Summerville v. Lipsig

704 N.Y.S.2d 598 | N.Y. App. Div. | 2000

—Order, Supreme Court, New York County (Carol Huff, J.), entered March 15, 1999, which granted defendants’ motion to dismiss this action for legal malpractice on the ground that it does not state a cause of action, unanimously affirmed, without costs.

Plaintiff, an innocent bystander to a bank robbery, was shot by an off-duty police officer, in violation of established police guidelines governing the use of deadly force (Summerville v City of New York, 257 AD2d 566, lv denied 94 NY2d 755). He retained defendant law firm, which filed a suit on his behalf against the City but not against the officer. After the law firm was relieved as counsel, new counsel tried the case. The jury awarded plaintiff $29,257,316.16 in compensatory damages, which was reduced by the trial court, with plaintiff’s consent, to $5,057,316.16, and, after this action was instituted, reduced again by the Appellate Division, Second Department, to $3,057,316.16 (supra).

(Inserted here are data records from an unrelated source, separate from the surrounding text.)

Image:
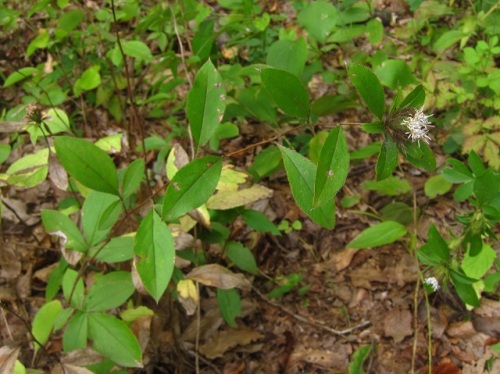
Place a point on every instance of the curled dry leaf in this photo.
(57, 174)
(218, 276)
(225, 340)
(8, 357)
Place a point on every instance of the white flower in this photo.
(432, 282)
(418, 126)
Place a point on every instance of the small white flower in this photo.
(418, 126)
(432, 282)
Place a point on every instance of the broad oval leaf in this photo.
(75, 334)
(109, 291)
(387, 159)
(333, 167)
(58, 224)
(419, 155)
(44, 321)
(288, 55)
(87, 163)
(133, 177)
(155, 254)
(114, 339)
(191, 186)
(301, 173)
(369, 88)
(205, 104)
(377, 235)
(415, 98)
(287, 91)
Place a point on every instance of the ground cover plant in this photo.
(249, 186)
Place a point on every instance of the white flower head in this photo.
(432, 282)
(418, 126)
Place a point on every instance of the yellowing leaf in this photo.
(188, 296)
(232, 199)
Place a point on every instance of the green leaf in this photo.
(259, 222)
(87, 163)
(369, 88)
(113, 338)
(191, 186)
(394, 73)
(154, 248)
(133, 177)
(241, 256)
(458, 173)
(477, 266)
(89, 80)
(358, 358)
(333, 167)
(436, 185)
(319, 19)
(436, 252)
(229, 305)
(448, 39)
(70, 290)
(205, 104)
(76, 332)
(117, 250)
(377, 235)
(391, 186)
(487, 187)
(137, 49)
(415, 98)
(288, 55)
(29, 170)
(19, 75)
(387, 159)
(100, 212)
(301, 173)
(109, 291)
(266, 162)
(56, 223)
(466, 292)
(419, 155)
(287, 91)
(44, 322)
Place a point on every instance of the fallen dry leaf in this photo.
(227, 339)
(397, 324)
(218, 276)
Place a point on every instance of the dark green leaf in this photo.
(191, 186)
(241, 256)
(113, 338)
(87, 163)
(229, 305)
(333, 167)
(377, 235)
(369, 88)
(387, 159)
(287, 91)
(155, 254)
(109, 291)
(301, 173)
(288, 55)
(206, 103)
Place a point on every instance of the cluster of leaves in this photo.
(263, 81)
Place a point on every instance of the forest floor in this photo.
(355, 298)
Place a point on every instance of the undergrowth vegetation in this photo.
(138, 116)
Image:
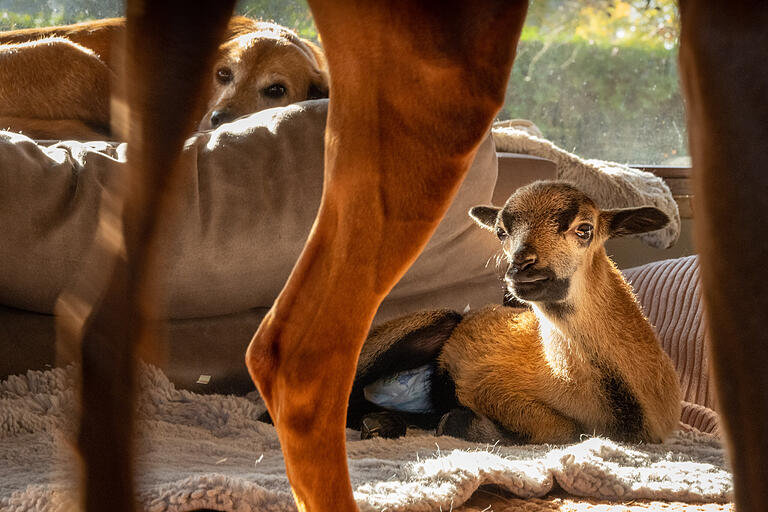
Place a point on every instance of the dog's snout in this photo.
(220, 116)
(523, 258)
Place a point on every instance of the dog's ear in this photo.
(632, 221)
(485, 216)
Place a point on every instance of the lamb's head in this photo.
(552, 234)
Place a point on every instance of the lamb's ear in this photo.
(631, 221)
(485, 216)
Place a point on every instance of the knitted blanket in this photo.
(209, 451)
(609, 184)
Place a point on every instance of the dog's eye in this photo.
(275, 91)
(584, 231)
(224, 75)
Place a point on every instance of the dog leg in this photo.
(168, 48)
(726, 84)
(415, 86)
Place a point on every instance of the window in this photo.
(599, 78)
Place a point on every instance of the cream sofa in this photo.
(249, 197)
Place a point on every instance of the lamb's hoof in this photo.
(388, 425)
(456, 423)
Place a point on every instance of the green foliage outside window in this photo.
(599, 77)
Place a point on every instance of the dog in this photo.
(416, 86)
(55, 82)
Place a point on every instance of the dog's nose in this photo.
(220, 116)
(524, 258)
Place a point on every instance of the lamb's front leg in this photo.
(536, 423)
(397, 146)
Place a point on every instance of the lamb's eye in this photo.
(224, 75)
(275, 91)
(584, 231)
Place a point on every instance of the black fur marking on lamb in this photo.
(463, 423)
(443, 391)
(566, 216)
(417, 348)
(627, 411)
(559, 309)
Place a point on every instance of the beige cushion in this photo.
(248, 199)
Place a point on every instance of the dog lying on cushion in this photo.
(55, 82)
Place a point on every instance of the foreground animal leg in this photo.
(168, 48)
(726, 83)
(415, 86)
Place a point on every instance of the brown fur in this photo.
(64, 75)
(541, 373)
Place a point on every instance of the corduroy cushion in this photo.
(670, 293)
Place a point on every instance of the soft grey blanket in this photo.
(209, 451)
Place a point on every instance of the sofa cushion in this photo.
(248, 198)
(247, 202)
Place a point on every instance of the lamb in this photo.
(583, 359)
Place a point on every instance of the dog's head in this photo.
(268, 67)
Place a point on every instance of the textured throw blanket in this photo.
(209, 451)
(610, 184)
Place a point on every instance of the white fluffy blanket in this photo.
(609, 184)
(208, 451)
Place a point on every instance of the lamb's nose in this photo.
(219, 116)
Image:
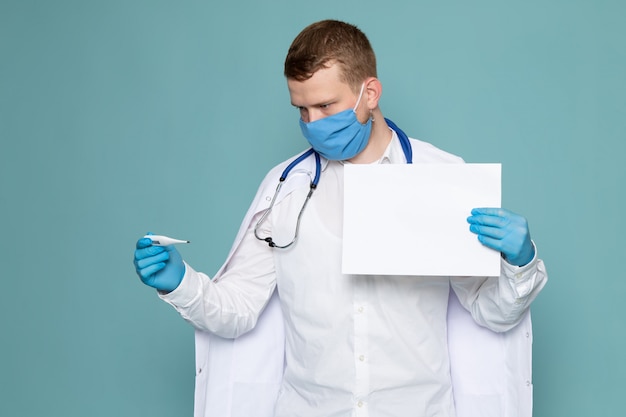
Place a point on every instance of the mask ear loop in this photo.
(360, 96)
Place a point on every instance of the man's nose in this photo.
(314, 114)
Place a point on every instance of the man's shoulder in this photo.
(425, 152)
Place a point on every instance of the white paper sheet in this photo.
(411, 219)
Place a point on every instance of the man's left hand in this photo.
(504, 231)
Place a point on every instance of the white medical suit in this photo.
(347, 345)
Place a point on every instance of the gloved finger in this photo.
(141, 263)
(492, 232)
(495, 244)
(490, 211)
(146, 273)
(493, 221)
(149, 251)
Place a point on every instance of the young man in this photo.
(353, 345)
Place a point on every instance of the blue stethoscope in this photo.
(406, 148)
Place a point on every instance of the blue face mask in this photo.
(338, 137)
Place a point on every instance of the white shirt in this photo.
(355, 345)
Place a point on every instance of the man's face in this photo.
(323, 95)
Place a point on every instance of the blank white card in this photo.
(410, 219)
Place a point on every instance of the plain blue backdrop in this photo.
(122, 117)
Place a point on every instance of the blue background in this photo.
(121, 117)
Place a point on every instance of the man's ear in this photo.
(373, 91)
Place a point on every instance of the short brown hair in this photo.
(326, 42)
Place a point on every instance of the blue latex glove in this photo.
(504, 231)
(160, 267)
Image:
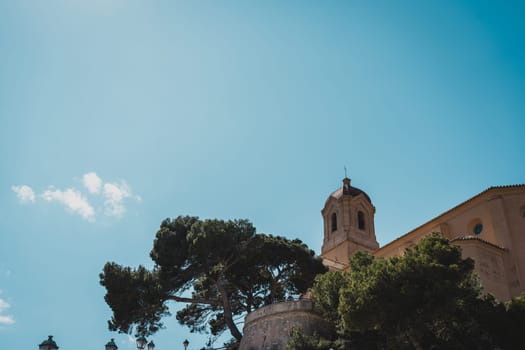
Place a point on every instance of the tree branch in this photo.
(194, 300)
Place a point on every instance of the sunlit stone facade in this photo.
(489, 227)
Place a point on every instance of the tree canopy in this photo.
(220, 269)
(428, 298)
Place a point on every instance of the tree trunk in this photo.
(228, 316)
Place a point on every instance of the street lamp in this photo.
(48, 344)
(111, 345)
(141, 343)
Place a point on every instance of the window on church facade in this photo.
(361, 220)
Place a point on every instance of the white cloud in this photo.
(5, 319)
(72, 200)
(114, 196)
(24, 193)
(104, 197)
(92, 182)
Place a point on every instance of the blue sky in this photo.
(116, 114)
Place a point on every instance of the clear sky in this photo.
(116, 114)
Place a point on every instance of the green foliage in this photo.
(300, 341)
(428, 298)
(221, 269)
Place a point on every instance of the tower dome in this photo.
(348, 216)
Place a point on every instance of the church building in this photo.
(489, 228)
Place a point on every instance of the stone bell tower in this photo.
(348, 217)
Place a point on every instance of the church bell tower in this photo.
(348, 217)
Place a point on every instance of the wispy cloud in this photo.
(24, 193)
(92, 182)
(109, 198)
(72, 200)
(5, 319)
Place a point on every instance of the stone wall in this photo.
(269, 327)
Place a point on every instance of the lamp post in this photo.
(48, 344)
(111, 345)
(141, 343)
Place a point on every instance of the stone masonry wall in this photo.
(269, 327)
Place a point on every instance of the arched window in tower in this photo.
(334, 222)
(361, 220)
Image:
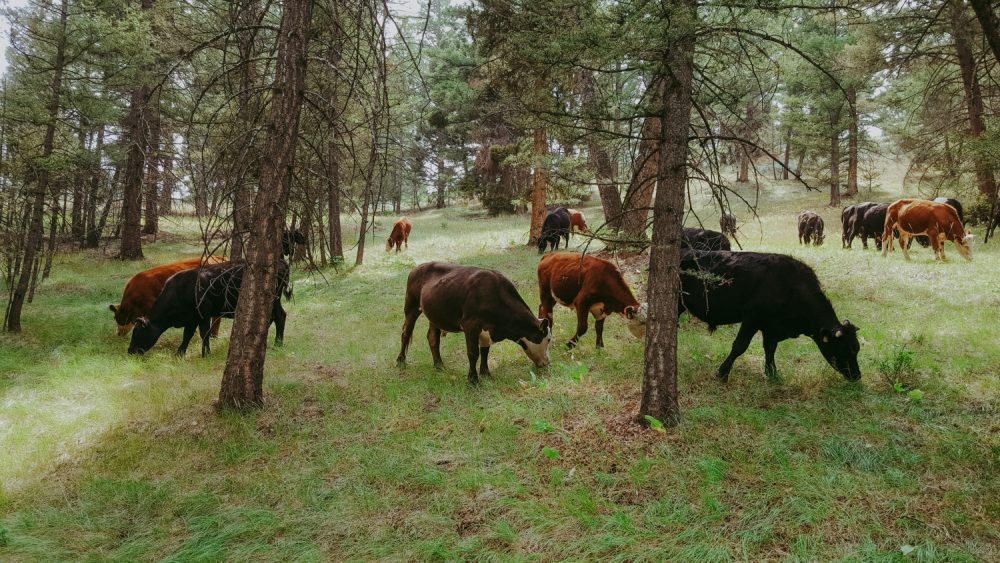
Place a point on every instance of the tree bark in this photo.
(973, 96)
(659, 383)
(852, 142)
(33, 242)
(640, 191)
(597, 154)
(990, 24)
(152, 195)
(243, 378)
(539, 180)
(835, 158)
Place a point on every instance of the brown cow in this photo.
(482, 304)
(588, 285)
(400, 234)
(577, 222)
(143, 288)
(939, 221)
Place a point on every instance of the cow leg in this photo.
(412, 312)
(472, 349)
(770, 346)
(188, 333)
(434, 340)
(743, 338)
(278, 316)
(582, 310)
(204, 331)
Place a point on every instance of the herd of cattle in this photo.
(774, 294)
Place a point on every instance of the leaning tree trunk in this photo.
(243, 379)
(973, 96)
(640, 191)
(659, 383)
(597, 154)
(852, 142)
(33, 242)
(539, 179)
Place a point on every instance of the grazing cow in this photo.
(852, 221)
(483, 304)
(400, 234)
(589, 285)
(939, 221)
(556, 225)
(190, 299)
(704, 239)
(289, 240)
(810, 228)
(774, 294)
(143, 288)
(577, 222)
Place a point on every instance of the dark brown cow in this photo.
(577, 222)
(588, 285)
(939, 221)
(810, 228)
(400, 235)
(482, 304)
(143, 288)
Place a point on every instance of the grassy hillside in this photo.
(107, 457)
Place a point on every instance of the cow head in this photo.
(637, 319)
(840, 346)
(144, 336)
(536, 346)
(124, 326)
(964, 246)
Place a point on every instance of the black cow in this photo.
(482, 304)
(289, 240)
(810, 228)
(704, 239)
(851, 219)
(190, 299)
(774, 294)
(556, 225)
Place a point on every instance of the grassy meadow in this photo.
(106, 457)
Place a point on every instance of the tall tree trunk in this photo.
(640, 191)
(33, 242)
(659, 383)
(539, 180)
(835, 158)
(79, 178)
(990, 24)
(243, 379)
(93, 233)
(439, 182)
(852, 142)
(152, 196)
(169, 181)
(973, 96)
(597, 154)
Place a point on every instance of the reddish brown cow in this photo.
(143, 288)
(938, 221)
(577, 222)
(400, 235)
(589, 285)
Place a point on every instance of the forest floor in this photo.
(109, 457)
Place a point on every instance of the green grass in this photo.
(106, 457)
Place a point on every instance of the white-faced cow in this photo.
(482, 304)
(773, 294)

Plaintiff now alleges that the law firm’s failure to join the officer deprived him of the opportunity to seek, among other things, punitive damages in the underlying action, which are not recoverable from a municipal defendant (see, Sharapata v Town of lslip, 56 NY2d 332), and argues that the law firm is therefore liable to him in malpractice for the loss of this claim. We do not agree. It would be “illogical” to hold the law firm liable for causing the loss of a claim for punitive damages which are meant to punish the wrongdoer and deter future similar conduct (Cappetta v Lippman, 913 F Supp 302, 306). Recognition of plaintiff’s claim would not further the purpose of punitive damages to punish and deter (cf., Home Ins. Co. v American Home Prods. Corp., 75 NY2d 196). We have considered plaintiff’s other arguments and find them unavailing. Concur — Rosenberger, J. P., Williams, Andrias, Buckley and Friedman, JJ.